Search code examples
pythonpandasjupytertypeerrordata-analysis

I am noticing extra and unnecessary data in my table after fixing the type error cannot convert the series to class float


For example, the first thing I noticed when obtaining the total number of students was that when I ran the cell of my code,

# Get the total number of students.
student_count = school_data_complete_df.count()
student_count

I get the following results as expected: enter image description here

Even the sampled output provides the same results, so I am correct. However, when I run the data frames onto a table, I get the following results for the Total Students column:

enter image description here

this is what the correct sampled output is supposed to be:

enter image description here

I am noticing similar anomalies in later sections when running my passing percentages for math and reading students.
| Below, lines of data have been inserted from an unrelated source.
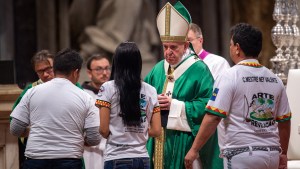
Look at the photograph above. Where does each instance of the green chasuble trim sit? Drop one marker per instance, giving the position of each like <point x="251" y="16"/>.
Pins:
<point x="23" y="141"/>
<point x="194" y="88"/>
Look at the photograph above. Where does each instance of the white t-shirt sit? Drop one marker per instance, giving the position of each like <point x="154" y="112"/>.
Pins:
<point x="252" y="100"/>
<point x="215" y="63"/>
<point x="57" y="112"/>
<point x="124" y="141"/>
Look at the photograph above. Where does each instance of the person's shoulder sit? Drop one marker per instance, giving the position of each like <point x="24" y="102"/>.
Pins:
<point x="149" y="88"/>
<point x="146" y="85"/>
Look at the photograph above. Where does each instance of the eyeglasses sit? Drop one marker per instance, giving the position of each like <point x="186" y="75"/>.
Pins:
<point x="101" y="69"/>
<point x="191" y="40"/>
<point x="47" y="70"/>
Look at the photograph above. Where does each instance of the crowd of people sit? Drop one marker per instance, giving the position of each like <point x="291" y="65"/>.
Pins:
<point x="191" y="111"/>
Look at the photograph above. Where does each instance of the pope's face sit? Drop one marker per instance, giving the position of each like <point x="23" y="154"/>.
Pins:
<point x="173" y="51"/>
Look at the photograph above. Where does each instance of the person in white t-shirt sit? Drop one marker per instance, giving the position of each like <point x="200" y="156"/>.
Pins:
<point x="98" y="70"/>
<point x="56" y="114"/>
<point x="215" y="63"/>
<point x="129" y="111"/>
<point x="250" y="105"/>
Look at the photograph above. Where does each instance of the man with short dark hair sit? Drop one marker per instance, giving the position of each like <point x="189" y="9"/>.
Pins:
<point x="215" y="63"/>
<point x="42" y="63"/>
<point x="58" y="114"/>
<point x="250" y="108"/>
<point x="98" y="70"/>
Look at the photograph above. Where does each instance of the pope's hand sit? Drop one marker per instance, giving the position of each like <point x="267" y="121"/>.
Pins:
<point x="164" y="102"/>
<point x="190" y="158"/>
<point x="283" y="161"/>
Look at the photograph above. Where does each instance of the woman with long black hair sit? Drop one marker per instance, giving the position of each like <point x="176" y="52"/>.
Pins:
<point x="129" y="111"/>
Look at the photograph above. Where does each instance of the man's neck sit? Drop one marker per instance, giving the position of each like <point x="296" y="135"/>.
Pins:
<point x="66" y="77"/>
<point x="96" y="86"/>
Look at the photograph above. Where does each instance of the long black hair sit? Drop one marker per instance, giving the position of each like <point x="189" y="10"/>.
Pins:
<point x="126" y="71"/>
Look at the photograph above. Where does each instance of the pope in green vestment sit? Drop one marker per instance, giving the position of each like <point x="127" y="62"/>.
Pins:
<point x="194" y="88"/>
<point x="184" y="85"/>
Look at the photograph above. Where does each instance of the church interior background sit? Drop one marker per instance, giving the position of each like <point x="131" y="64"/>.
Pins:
<point x="99" y="26"/>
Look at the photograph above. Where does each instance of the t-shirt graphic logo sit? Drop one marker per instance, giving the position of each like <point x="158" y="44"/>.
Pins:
<point x="214" y="95"/>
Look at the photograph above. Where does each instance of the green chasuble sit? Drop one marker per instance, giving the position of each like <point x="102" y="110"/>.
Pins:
<point x="194" y="88"/>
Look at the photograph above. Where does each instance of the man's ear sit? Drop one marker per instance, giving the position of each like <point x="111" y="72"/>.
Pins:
<point x="89" y="73"/>
<point x="186" y="45"/>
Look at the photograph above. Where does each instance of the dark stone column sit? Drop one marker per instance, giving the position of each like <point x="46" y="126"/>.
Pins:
<point x="25" y="40"/>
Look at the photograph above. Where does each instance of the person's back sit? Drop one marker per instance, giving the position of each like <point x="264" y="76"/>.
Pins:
<point x="129" y="111"/>
<point x="55" y="115"/>
<point x="128" y="141"/>
<point x="60" y="123"/>
<point x="251" y="80"/>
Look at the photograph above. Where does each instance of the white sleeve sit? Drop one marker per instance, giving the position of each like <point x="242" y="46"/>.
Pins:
<point x="21" y="111"/>
<point x="92" y="119"/>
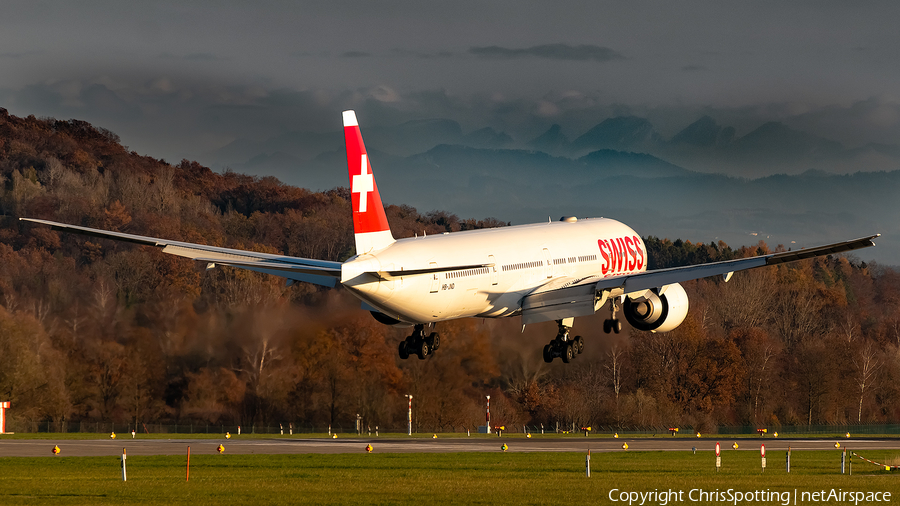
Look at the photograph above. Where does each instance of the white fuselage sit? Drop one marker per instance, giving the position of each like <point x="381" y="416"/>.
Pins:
<point x="519" y="260"/>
To start off, I am determining the passing grades for math and reading assessment tests:

passing_math = school_data_complete_df["math_score"] >= 70
passing_reading = school_data_complete_df["reading_score"] >= 70

The output I am getting is slightly different from the expected output:

enter image description here

I noticed this just now

Here is the correct output:

enter image description here

The rest of my code runs normally

# Get all the students that are passing reading in a new DataFrame.
passing_reading = school_data_complete_df[school_data_complete_df["reading_score"] >= 70]

# Calculate the number of students passing math.
passing_math_count = passing_math["student_name"].count()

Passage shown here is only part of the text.